Ei-iE

Renforcer les syndicats de l'éducation, une priorité essentielle en Amérique latine

Publié 24 avril 2023 Mis à jour 27 avril 2023

Coopération et solidarité, Mouvement pédagogique et Réseau des travailleuses du secteur de l’éducation – ces différentes initiatives visant à renforcer les syndicats de l'enseignement ont été débattues dans le cadre du Café de la coopération au développement de l'Internationale de l'Éducation (IE) consacré à la région de l'Amérique latine.

Un contexte économique et politique complexe dans la région

« L'Amérique latine se trouve actuellement dans une situation très complexe », a expliqué Combertty Rodriguez, Directeur du Bureau régional de l'Internationale de l'Éducation en Amérique latine (IEAL).

« Nous constatons l’existence d’un mouvement très traditionnel, conservateur et de droite dans presque tous les pays d'Amérique latine et également dans le monde, qui mobilise ses forces », a-t-il poursuivi, en notant qu'entre 2000 et 2015, suite à une très forte mobilisation ancrée dans le syndicalisme, on avait observé un mouvement de gouvernements progressistes essayant de créer une force commune basée sur des politiques publiques et des politiques sociales dans toute l'Amérique latine.
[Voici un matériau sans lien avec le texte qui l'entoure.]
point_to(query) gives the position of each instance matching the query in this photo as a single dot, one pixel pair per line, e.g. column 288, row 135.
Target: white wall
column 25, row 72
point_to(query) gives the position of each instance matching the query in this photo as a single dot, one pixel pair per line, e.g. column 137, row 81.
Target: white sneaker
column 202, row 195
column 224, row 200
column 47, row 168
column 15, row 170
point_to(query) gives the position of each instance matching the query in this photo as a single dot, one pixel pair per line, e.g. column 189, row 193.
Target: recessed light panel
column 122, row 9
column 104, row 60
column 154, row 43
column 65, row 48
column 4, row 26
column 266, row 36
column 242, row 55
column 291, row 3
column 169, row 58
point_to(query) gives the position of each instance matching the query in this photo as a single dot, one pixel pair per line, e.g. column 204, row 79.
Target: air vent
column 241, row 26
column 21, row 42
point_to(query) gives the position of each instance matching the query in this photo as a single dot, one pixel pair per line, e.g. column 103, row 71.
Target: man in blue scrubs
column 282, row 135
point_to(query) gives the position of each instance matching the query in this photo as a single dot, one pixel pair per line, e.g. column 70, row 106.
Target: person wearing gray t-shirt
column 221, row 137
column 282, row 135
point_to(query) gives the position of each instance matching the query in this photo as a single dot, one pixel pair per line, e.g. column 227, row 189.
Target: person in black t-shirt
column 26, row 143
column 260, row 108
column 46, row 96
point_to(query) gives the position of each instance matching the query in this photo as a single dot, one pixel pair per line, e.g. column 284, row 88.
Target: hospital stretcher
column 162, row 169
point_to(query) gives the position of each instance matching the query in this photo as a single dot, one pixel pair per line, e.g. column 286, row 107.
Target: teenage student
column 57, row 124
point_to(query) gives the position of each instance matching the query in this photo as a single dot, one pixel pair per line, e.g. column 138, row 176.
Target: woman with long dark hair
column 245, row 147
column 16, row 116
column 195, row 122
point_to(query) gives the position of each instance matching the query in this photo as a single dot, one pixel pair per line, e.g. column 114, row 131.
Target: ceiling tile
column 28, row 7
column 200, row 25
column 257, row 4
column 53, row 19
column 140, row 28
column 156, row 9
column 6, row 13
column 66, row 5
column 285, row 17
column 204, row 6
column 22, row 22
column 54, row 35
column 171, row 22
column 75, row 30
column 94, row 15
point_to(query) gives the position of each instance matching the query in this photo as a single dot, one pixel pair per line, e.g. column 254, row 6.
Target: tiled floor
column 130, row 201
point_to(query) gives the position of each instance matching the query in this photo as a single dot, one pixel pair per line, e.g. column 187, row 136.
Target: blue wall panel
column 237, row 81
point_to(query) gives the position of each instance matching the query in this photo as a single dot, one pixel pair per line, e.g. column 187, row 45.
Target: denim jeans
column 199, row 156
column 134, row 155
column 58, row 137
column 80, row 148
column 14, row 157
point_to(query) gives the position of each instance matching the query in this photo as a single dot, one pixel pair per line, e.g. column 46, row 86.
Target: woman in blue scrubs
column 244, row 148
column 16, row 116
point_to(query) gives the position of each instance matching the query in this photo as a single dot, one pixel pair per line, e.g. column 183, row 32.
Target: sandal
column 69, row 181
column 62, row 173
Cela s'appliquait à l'enseignement public, a déclaré Combertty Rodríguez.

Cependant, a-t-il ajouté, les forces néolibérales ont réagi, car elles voulaient s'assurer de garder le pouvoir entre leurs mains. Il leur fallait aussi mobiliser la population, pour pouvoir accéder à la gouvernance et revenir sur toutes les décisions et les changements qui avaient eu lieu.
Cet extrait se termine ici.